The dressing around the insertion site should be changed at least every seven days, or sooner if it becomes wet or soiled. Each time you change the dressing, inspect the skin around the tube for redness, warmth, leaking, or pus, all signs of possible infection. Clean the area with warm water only and let it dry before applying a fresh dressing. Avoid submerging the drain site in bath water or pools.
The drain stays in place until the fluid collection has resolved, which can take anywhere from a few days to several weeks depending on the underlying problem. Your doctor will monitor the daily output volume to help decide when it’s safe to remove the catheter. In surgical contexts, a common threshold is output dropping below a certain volume over 24 hours. One clinical trial found that using a threshold of less than 100 milliliters per day was safe and reduced both drain duration and hospital stay compared to waiting for output to fall below 30 milliliters.
What Removal Feels Like
Removing a percutaneous drain is generally quick and much simpler than the insertion.
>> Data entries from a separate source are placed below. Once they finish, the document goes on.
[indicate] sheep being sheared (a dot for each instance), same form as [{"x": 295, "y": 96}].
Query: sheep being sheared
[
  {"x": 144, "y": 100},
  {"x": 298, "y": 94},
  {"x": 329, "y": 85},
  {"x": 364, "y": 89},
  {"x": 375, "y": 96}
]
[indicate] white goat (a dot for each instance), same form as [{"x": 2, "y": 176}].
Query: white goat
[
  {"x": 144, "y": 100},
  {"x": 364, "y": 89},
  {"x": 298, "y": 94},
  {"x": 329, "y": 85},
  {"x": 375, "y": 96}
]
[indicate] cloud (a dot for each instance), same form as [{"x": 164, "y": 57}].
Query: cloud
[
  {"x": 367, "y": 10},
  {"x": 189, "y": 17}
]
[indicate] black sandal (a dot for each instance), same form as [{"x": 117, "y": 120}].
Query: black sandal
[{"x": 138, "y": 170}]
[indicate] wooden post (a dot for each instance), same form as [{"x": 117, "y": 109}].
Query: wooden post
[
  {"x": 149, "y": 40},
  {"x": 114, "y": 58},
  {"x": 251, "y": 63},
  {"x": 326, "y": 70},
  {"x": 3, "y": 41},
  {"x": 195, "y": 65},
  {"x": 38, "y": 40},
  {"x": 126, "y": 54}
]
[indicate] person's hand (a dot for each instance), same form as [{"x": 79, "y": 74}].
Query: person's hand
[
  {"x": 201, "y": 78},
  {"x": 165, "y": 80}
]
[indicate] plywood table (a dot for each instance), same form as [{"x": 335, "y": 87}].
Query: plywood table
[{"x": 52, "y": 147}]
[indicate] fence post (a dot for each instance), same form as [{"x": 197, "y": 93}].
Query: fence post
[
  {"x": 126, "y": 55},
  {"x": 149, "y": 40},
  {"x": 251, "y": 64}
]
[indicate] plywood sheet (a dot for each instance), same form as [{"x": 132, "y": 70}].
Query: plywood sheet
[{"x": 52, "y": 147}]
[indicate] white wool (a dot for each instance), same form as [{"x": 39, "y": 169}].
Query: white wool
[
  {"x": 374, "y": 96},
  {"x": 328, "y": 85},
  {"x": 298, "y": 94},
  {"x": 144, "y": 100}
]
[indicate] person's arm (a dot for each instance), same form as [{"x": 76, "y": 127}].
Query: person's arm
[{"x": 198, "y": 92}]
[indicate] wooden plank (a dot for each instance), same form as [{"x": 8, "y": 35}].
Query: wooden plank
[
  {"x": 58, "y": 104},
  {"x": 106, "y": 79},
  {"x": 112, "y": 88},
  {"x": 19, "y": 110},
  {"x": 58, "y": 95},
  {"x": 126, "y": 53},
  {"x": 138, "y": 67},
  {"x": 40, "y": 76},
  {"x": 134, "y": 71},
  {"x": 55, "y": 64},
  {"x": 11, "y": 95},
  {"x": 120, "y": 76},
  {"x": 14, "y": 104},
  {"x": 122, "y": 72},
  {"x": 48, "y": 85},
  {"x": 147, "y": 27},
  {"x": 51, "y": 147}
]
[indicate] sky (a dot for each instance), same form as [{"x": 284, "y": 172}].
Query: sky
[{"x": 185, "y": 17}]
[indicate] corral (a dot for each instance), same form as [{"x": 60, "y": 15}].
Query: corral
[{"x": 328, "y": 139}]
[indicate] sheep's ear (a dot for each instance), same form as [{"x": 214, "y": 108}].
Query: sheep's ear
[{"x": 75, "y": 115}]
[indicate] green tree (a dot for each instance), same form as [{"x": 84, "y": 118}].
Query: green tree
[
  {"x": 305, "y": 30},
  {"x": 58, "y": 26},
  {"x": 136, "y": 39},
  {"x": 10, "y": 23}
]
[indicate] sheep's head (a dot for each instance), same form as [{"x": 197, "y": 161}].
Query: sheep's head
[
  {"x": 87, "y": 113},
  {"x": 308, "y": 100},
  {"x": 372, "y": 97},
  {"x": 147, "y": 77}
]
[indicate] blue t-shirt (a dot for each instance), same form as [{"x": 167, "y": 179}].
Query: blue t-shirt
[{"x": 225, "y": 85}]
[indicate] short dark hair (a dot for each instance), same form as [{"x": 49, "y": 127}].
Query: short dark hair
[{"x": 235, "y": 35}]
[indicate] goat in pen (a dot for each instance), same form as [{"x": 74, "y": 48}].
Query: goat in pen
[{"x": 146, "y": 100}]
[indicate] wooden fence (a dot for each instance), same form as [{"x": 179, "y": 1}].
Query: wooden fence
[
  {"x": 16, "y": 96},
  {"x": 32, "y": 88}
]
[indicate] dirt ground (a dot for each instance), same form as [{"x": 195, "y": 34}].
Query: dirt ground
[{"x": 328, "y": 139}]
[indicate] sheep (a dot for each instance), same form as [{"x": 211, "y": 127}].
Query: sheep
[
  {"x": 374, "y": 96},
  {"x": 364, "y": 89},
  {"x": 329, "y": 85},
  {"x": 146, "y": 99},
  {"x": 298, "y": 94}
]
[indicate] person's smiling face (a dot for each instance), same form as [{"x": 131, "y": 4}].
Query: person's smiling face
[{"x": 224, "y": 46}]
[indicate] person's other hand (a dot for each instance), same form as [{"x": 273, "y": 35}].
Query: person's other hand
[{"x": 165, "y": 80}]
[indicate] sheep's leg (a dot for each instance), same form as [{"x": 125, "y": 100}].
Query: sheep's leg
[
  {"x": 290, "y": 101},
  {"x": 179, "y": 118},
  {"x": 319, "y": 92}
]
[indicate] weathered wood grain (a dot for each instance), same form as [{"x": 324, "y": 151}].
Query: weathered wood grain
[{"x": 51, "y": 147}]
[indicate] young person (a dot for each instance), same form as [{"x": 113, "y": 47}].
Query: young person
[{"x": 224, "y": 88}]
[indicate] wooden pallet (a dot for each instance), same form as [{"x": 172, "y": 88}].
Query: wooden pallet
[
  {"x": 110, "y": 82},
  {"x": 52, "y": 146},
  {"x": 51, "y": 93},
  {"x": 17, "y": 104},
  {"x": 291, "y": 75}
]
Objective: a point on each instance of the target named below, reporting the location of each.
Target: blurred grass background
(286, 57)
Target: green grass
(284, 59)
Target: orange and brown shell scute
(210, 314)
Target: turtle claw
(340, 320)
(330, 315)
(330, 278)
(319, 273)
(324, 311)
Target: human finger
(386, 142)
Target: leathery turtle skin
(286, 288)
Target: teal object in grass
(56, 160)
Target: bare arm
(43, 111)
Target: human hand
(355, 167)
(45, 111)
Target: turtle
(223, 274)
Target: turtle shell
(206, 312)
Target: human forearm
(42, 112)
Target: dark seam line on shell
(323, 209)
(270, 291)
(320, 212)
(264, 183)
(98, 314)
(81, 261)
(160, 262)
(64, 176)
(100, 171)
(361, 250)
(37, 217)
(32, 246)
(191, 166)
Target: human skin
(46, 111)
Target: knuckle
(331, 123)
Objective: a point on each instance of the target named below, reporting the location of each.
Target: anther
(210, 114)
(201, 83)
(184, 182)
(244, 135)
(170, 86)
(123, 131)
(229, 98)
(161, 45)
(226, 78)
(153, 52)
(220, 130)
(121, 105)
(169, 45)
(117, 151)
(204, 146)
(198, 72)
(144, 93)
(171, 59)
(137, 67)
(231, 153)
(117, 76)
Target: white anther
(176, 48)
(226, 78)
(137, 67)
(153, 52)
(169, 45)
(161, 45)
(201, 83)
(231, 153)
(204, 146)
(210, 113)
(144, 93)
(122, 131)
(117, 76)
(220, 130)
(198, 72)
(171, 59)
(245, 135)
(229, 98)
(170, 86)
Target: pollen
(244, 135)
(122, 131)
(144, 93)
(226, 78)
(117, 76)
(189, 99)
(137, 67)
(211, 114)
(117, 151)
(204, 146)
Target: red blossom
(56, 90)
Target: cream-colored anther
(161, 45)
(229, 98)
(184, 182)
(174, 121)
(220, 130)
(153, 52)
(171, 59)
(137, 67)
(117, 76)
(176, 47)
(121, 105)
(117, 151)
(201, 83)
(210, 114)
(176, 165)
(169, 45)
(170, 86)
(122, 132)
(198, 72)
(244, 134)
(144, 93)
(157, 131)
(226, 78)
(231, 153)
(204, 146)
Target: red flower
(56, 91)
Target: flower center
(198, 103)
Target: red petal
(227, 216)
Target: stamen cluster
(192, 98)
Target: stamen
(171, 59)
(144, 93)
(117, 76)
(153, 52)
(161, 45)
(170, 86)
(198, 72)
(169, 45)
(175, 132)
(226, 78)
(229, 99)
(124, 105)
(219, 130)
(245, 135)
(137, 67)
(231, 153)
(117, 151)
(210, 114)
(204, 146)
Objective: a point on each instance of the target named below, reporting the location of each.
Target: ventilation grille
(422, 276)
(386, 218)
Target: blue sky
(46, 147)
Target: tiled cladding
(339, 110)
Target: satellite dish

The securing sutures or adhesive are taken off, and the catheter is gently pulled out. Most people describe a brief pulling or pressure sensation rather than sharp pain. The small skin opening typically closes on its own within a day or two, covered with a simple bandage. Imaging may be done beforehand to confirm the fluid collection has resolved, and in some cases a final injection of contrast dye through the drain checks that no significant pocket remains.